5-105 闇の世界4









「ごっ!?……げほっげほっ!!」




地面の上で四つん這いになり、サヤは息苦しくせき込んだ。

着地する瞬間、落下する速度が何らかの圧の反発によって殺されたとしても、その衝撃はそれなりのものだった。

痛みや恐怖を感じないサヤの身体で会っても、そのままの速度で衝突をしていればきっと、速度と重力で叩きつけらたその身体は砕け散り中のもの全てをばら撒かせていただろう。



痛みを感じない身体ではあるが、そうなったときには一体どうなってしまっていたのだろうか。

強く咳込みながらも、そんなことを考える余裕がサヤには残っていた。




「……ったく。もうちょっと丁寧に扱いなさいよ。大事な身体なんでしょうが!?」




『……ふん。それだけ話せるならば、問題はなさそうだな』



「その余裕……アタシにここまでしておいて、ほんっと腹が立つわね」




そう言いつつサヤは立てた片膝に手をかけ、それを杖代わりにしてゆっくりと上半身を起こした。

上を見上げ、木々の間から見える自分がいた場所の崖の途中に小さな空洞が見える。

あの大きさが小さく見えるということは、結構な距離を飛ばされたのだとサヤは気付いた。



サヤは肩をすくめ両手を開くポーズをとり、どこにいるかわからない存在に向かって話しかけた。



「それで、どうすればいいの?あたしはあなたのこと見えないんだけど、ここでじっとしておけばいいの?」



その声に応じるように、少し離れたサヤの左側で風が渦巻くのが見える。

きっとその存在が自分の、居場所を教えてくれるためにやってくれたのだと理解した。



『……これでどうだ?』


相手を気遣う人間っぽいその対応に、サヤは久々に人間であることを実感して嬉しくなった。

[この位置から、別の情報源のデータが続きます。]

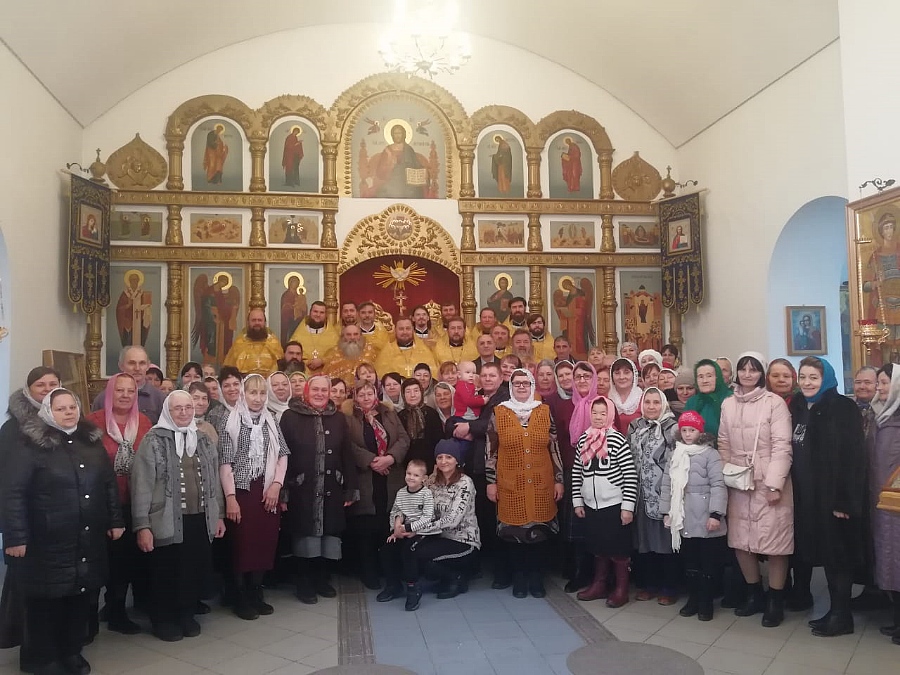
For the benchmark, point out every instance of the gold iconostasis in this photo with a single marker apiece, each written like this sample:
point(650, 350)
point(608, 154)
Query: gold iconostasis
point(244, 212)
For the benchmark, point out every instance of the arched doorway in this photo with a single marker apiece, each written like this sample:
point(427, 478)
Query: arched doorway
point(808, 267)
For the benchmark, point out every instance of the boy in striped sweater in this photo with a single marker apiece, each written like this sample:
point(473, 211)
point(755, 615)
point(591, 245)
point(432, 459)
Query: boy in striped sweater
point(604, 492)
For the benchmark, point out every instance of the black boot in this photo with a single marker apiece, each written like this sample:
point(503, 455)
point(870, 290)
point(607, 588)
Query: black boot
point(692, 606)
point(705, 592)
point(774, 614)
point(413, 597)
point(320, 579)
point(755, 602)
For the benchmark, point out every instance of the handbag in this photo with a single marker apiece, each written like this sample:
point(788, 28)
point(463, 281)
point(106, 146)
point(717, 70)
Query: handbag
point(739, 477)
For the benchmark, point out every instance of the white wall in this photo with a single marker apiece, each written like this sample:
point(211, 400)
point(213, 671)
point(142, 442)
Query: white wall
point(808, 265)
point(40, 138)
point(761, 163)
point(869, 54)
point(324, 61)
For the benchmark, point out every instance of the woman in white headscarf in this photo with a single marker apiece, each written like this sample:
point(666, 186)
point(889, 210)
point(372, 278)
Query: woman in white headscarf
point(177, 509)
point(525, 479)
point(60, 503)
point(253, 457)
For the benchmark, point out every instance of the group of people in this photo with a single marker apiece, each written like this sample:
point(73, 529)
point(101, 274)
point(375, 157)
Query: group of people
point(420, 453)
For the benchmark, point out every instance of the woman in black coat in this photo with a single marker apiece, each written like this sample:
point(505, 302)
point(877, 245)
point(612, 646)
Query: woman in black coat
point(422, 423)
point(829, 480)
point(321, 481)
point(61, 502)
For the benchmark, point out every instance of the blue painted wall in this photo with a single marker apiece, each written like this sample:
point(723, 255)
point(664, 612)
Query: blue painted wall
point(808, 265)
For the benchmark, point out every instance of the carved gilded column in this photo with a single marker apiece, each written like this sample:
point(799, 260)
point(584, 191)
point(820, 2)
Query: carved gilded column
point(607, 240)
point(536, 289)
point(329, 237)
point(467, 243)
point(605, 160)
point(175, 146)
point(468, 302)
point(257, 286)
point(467, 161)
point(675, 336)
point(258, 227)
point(535, 243)
point(174, 236)
point(330, 299)
point(174, 308)
point(257, 165)
point(608, 310)
point(329, 166)
point(93, 344)
point(533, 157)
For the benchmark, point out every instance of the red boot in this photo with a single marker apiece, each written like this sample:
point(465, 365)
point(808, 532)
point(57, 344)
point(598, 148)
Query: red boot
point(597, 589)
point(620, 595)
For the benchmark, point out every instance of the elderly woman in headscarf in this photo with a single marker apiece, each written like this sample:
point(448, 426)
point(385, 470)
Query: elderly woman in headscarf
point(279, 394)
point(380, 443)
point(885, 460)
point(625, 393)
point(525, 478)
point(253, 461)
point(755, 431)
point(652, 439)
point(24, 405)
point(60, 503)
point(830, 489)
point(177, 509)
point(124, 427)
point(321, 482)
point(712, 390)
point(422, 423)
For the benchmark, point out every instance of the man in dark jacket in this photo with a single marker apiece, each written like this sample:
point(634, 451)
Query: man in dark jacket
point(492, 385)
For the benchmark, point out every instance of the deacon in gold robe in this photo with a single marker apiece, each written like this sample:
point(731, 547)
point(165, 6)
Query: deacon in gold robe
point(403, 355)
point(316, 337)
point(375, 334)
point(256, 349)
point(454, 346)
point(351, 350)
point(540, 341)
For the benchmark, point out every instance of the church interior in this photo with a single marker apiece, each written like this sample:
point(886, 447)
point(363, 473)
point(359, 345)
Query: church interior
point(268, 155)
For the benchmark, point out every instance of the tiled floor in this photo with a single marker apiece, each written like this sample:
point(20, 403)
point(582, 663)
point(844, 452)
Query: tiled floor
point(483, 631)
point(741, 646)
point(295, 640)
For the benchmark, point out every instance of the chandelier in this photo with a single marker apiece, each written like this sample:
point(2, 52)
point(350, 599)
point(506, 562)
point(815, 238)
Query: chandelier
point(422, 39)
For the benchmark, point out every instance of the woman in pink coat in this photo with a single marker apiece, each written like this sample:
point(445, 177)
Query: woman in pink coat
point(761, 520)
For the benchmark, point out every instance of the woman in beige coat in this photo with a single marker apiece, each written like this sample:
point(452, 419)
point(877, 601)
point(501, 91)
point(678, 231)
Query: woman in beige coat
point(761, 520)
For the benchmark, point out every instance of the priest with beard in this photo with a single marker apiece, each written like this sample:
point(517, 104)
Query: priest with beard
point(351, 350)
point(540, 341)
point(403, 355)
point(256, 350)
point(316, 337)
point(454, 346)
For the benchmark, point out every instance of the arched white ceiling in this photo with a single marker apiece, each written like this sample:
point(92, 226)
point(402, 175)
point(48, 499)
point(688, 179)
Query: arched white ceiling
point(679, 64)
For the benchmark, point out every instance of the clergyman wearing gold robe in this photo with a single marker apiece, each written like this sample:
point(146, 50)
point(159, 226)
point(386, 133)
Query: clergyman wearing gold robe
point(403, 355)
point(315, 336)
point(351, 350)
point(256, 349)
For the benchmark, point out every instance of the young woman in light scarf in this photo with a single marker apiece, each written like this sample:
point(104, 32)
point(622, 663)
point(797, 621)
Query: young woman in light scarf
point(523, 428)
point(124, 427)
point(253, 456)
point(652, 439)
point(625, 393)
point(694, 499)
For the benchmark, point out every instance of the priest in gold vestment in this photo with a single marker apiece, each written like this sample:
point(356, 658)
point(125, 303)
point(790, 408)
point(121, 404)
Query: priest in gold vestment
point(316, 337)
point(351, 350)
point(256, 349)
point(403, 355)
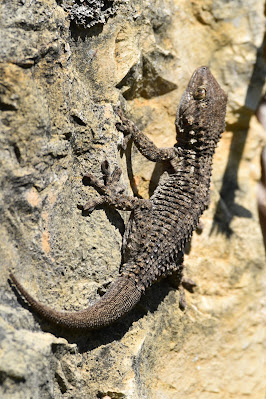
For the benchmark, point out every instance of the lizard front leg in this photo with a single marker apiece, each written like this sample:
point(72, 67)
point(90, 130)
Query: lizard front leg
point(111, 193)
point(143, 143)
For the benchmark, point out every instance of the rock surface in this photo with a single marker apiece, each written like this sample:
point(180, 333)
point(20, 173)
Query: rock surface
point(64, 65)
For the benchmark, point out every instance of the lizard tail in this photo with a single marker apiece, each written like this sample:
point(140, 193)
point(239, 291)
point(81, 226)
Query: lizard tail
point(121, 297)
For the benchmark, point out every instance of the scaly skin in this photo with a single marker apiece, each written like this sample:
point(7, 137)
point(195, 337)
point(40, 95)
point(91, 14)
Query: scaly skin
point(159, 228)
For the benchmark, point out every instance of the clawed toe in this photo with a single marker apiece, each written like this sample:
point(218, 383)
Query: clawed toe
point(188, 284)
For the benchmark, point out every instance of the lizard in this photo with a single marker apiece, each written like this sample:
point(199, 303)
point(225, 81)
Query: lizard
point(159, 227)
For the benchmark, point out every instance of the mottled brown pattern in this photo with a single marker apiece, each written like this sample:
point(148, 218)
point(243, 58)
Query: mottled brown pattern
point(160, 227)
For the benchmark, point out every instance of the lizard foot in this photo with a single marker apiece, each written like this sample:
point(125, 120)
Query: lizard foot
point(108, 188)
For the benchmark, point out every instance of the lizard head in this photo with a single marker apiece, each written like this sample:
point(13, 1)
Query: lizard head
point(200, 118)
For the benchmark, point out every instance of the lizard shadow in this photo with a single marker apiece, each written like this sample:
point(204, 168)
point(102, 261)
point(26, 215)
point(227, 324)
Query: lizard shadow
point(227, 208)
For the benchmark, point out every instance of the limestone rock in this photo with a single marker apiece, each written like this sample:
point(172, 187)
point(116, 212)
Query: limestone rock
point(64, 66)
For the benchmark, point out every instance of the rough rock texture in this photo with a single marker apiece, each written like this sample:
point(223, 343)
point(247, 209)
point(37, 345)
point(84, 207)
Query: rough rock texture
point(63, 69)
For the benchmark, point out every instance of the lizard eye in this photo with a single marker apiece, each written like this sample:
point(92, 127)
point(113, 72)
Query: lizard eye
point(200, 93)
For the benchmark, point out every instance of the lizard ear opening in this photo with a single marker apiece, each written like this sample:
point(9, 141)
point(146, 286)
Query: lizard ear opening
point(200, 93)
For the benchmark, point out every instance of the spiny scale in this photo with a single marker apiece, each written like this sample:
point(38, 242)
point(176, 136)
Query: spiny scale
point(160, 227)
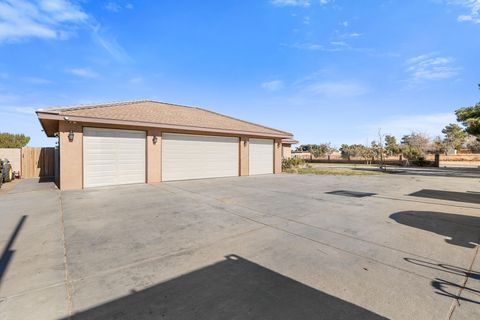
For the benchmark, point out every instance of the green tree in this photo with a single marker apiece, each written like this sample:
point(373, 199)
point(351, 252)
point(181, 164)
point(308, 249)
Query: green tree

「あぁ、ありがとう。それでね、まだいくつか聞きたいことがあるんだけど……安心してよ、約束は守るからさ。それを聞いたからって言って、さっきのことはナシってことには絶対しないから」



『……何が聞きたい?お互いのために、答えられるものなら何でも答えよう』



「そう……それじゃあ聞くけど、あんたは神様とかっていう良い方の存在じゃないんだろ?だってそうであれば、交換条件なんか出さなくても助けてくれたはずだしさ。さっきも言ったけど悪魔の部類じゃないかって思っているけど、あんたって一体なに者?それと、なんであたしなの?なんか今まで失敗してきたようなことを言ってたけどさ。何であたしだとうまくいくの?」




『……そうだな。まず初めの方から答えよう。ワシが何者か……という話だったな』



サヤは少し疲れたのか、その言葉の途中で大きな岩が出ているところを見つけてそこに腰を下ろす。



『……それはワシにもわからん』



「はぁ!?何それ……!」



サヤの呆れた大声が森の中に響くが、その存在は動揺することなく話を続ける。




『気付いた時からこのような状況だったからな。それにいつ存在し始めたかなど、覚えておらんわ。ずっとあの場所にいたわけではないが、気付いたらあの場所にいたのは確かだな』




時折あの洞窟の中に、あのような場所に到達できる羽や崖を登れる吸盤などの機能を持った小さな生き物が到達することはあった。

だがその生き物たちでは、行おうとしている本来の目的は達成することができなかったのは、先ほどの話した通りだと告げる。